Sur cette base, et en réponse à de nombreuses interventions et demande de dispense faites par la famille de M. Léveillé au Canada, l’Agence des services frontaliers (ASFC) a recommandé dans un long rapport d’environ 800 pages au ministre de la Sécurité publique, en août 2018, de ne pas accorder la « dispense » demandée par l’intéressé. Pourtant, le rapport indique clairement que l’agronome Leveillé a visité le Canada au moins quatre fois et est retourné chez lui, en Haïti.
Son visa allait expirer en 2015 et a eu le temps de visiter ses enfants en 2012. À l’expiration de son titre de voyage, il n’a pas pu obtenir un renouvellement de la part du Canada qui estime sa présence «préjudiciable»
«L’ASFC n’est pas convaincue que la présence de M.Leveillé au Canada ne serait nullement préjudiciable à l’intérêt national», peut-on lire dans les conclusions du document dont nous avons obtenu copie. L’agence est allée jusqu’à exiger du ministre de préciser «les raisons » dans la mesure où il ne serait pas d’accord avec la recommandation. Et comme de fait, la dispense n’a jamais été accordée malgré les interventions de la famille auprès du gouvernement.
«C’est une situation stressante pour nous et en même temps nous sommes très frustrés parce que la première vérité, c’est qu’il n’y a aucun dossier contre lui», fait remarquer l’une de ses trois filles canadiennes, Marjorie Léveillé.
Joint au téléphone depuis Port-au-Prince, Marie Rémillot Léveillé n’était pas en effet trop bavard. Comme sa fille, il se dit très frustré de la situation, notamment dans un contexte d’insécurité aggravée et une santé fragile. «Nous ne faisons que prier tous les jours», dit-il.
Marjorie Leveillé se dit encore plus dépitée lorsque l’ASFC a suggéré à la famille d’aller le voir en Haïti comme solution au problème. Elle dit l’avoir vraiment très mal pris. « Premièrement cela nous regarde, ce n’est pas à eux de nous dire où voyager et quand voyager. Ce qu’ils nous disent en fait c’est d’embarquer tout le monde en Haïti pour que papa puisse nous voir avec toute la situation d’insécurité », s’insurge la Canadienne d’origine haïtienne.

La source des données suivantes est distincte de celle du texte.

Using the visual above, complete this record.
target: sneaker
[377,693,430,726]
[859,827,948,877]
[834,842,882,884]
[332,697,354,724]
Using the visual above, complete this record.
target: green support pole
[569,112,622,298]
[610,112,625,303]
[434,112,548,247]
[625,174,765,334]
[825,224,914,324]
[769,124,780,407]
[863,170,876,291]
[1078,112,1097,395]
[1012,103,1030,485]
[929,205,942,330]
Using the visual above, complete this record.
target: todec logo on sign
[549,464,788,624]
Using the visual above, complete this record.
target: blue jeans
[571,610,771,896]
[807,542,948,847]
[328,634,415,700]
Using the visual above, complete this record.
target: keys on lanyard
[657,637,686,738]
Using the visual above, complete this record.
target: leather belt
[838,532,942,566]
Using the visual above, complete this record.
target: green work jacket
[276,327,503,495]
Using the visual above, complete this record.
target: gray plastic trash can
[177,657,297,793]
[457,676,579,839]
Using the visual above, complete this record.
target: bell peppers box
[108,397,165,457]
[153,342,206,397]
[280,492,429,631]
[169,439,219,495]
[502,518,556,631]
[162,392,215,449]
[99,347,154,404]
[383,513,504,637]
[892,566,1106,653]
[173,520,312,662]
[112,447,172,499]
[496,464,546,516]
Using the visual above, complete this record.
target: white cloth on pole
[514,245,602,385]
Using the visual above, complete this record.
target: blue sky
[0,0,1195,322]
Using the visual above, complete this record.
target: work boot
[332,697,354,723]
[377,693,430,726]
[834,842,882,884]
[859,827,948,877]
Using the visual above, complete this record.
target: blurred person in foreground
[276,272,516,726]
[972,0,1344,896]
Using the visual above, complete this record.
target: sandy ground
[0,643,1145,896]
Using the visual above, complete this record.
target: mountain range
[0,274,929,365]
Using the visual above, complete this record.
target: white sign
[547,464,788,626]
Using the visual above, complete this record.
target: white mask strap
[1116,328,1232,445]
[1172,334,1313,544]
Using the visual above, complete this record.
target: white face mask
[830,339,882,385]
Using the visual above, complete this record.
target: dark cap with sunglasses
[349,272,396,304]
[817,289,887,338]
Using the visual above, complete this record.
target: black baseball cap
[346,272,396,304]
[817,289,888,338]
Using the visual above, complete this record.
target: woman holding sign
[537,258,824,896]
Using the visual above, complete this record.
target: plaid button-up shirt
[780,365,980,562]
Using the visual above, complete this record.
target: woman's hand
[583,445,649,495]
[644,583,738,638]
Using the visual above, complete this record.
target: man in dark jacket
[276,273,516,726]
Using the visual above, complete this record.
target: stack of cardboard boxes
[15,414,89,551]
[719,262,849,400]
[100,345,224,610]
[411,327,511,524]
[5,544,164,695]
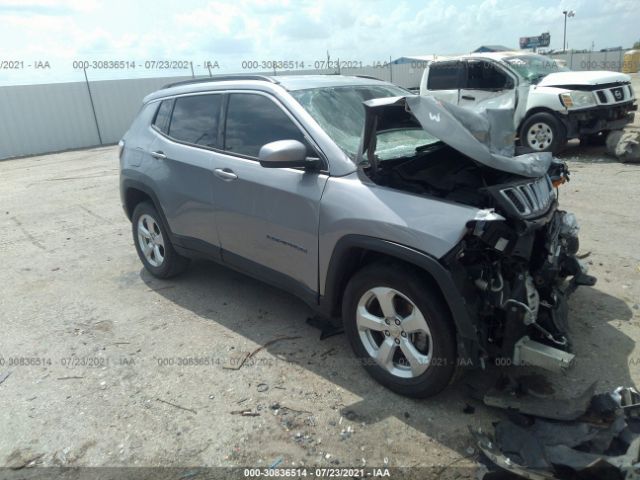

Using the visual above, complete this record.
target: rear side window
[169,94,222,148]
[224,93,310,157]
[153,99,173,134]
[462,60,510,90]
[427,61,462,90]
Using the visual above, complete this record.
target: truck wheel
[131,202,189,278]
[342,263,457,398]
[520,112,567,153]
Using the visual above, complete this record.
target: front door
[213,92,328,295]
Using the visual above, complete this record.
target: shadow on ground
[140,261,634,456]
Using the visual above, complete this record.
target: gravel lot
[0,88,640,478]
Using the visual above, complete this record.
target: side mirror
[258,140,318,168]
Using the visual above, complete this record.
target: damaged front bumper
[561,102,638,138]
[445,199,596,371]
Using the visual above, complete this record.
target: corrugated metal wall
[0,64,422,159]
[0,77,188,159]
[0,52,624,159]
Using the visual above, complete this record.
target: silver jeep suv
[119,75,595,397]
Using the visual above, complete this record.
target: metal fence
[0,64,423,159]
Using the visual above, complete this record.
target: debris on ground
[222,335,302,370]
[606,127,640,163]
[156,398,198,414]
[229,408,260,417]
[471,387,640,480]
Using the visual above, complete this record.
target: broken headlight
[560,90,596,108]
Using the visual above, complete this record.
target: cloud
[0,0,640,85]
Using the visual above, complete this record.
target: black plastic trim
[320,235,478,343]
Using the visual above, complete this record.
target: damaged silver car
[120,75,595,397]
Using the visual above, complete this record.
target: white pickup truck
[420,51,638,152]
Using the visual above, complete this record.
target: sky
[0,0,640,85]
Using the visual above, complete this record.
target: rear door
[213,92,328,296]
[149,93,223,254]
[458,58,517,110]
[420,60,463,105]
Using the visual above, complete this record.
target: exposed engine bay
[363,95,596,370]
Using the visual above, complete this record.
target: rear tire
[520,112,567,153]
[131,202,189,278]
[342,262,457,398]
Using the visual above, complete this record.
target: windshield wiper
[529,73,549,84]
[416,140,440,152]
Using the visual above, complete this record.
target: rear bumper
[561,101,638,138]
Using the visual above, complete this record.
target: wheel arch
[517,107,567,136]
[320,235,478,343]
[121,179,174,241]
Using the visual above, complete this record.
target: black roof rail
[354,75,384,82]
[162,75,280,90]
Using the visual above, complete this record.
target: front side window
[224,93,310,157]
[463,60,512,90]
[504,54,569,84]
[427,61,462,90]
[169,94,222,148]
[153,99,173,134]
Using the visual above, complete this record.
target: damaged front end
[359,97,596,371]
[444,182,595,370]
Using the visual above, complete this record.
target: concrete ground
[0,106,640,478]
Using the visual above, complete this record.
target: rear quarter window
[153,99,173,134]
[169,94,222,148]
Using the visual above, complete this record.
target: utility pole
[562,10,576,52]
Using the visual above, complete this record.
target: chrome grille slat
[500,176,554,217]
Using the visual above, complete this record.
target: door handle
[213,168,238,181]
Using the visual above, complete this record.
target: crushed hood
[538,71,631,87]
[358,95,552,177]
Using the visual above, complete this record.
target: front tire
[131,202,189,278]
[520,112,567,153]
[342,263,457,398]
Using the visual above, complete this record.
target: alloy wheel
[138,213,165,267]
[356,287,433,378]
[527,122,553,150]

«Quand on voyage là-bas, cela a été un stress pour mes parents. On était obligé de nous camoufler pour éviter que les gens sachent qu’ils ont de la visite de l’étranger». Sa dernière visite, seule avec son mari, remonte à 2019 et «c’était un stress énorme pour nous et mes parents aussi».
Pour justifier la décision d’interdire M. Léveillé du territoire, un agent de l’ASFC aurait invoqué à la famille le fait que l’intéressé a une maison, une voiture entre autres biens. «Comment cela il a eu tout cela dans un pays pauvre?», m’a-t-il demandé, révèle Marjorie Léveillé.
Interrogée sur l’application de la LIPR en lien avec Haïti et les dispositions adoptées en 1994, Immigration Canada indique qu’elle ne commente pas de cas particuliers. Mais «une personne peut être déclarée interdite de territoire et se voir refuser un visa ou l’entrée au Canada » pour au moins 13 motifs, dont «atteinte aux droits de la personne ou internationaux »
La porte-parole de CIC, Julie Lafortune, ajoute que «les demandes de visa sont évaluées au cas par cas en fonction des faits particuliers que présente le demandeur. Les décisions sont prises par des agents des visas hautement qualifiés, et elles sont conformes aux lois canadiennes. Un visa est délivré uniquement lorsque l’agent des visas est entièrement convaincu que le demandeur ne pose aucun risque à la santé ou à la sécurité des Canadiens».
Notons que plusieurs anciens ministres haïtiens, notamment de l’Information et de la Justice au cours de la période visée par la LIPR vivent au Canada tranquilles depuis la chute de de Jean-Claude Duvalier, en 1986.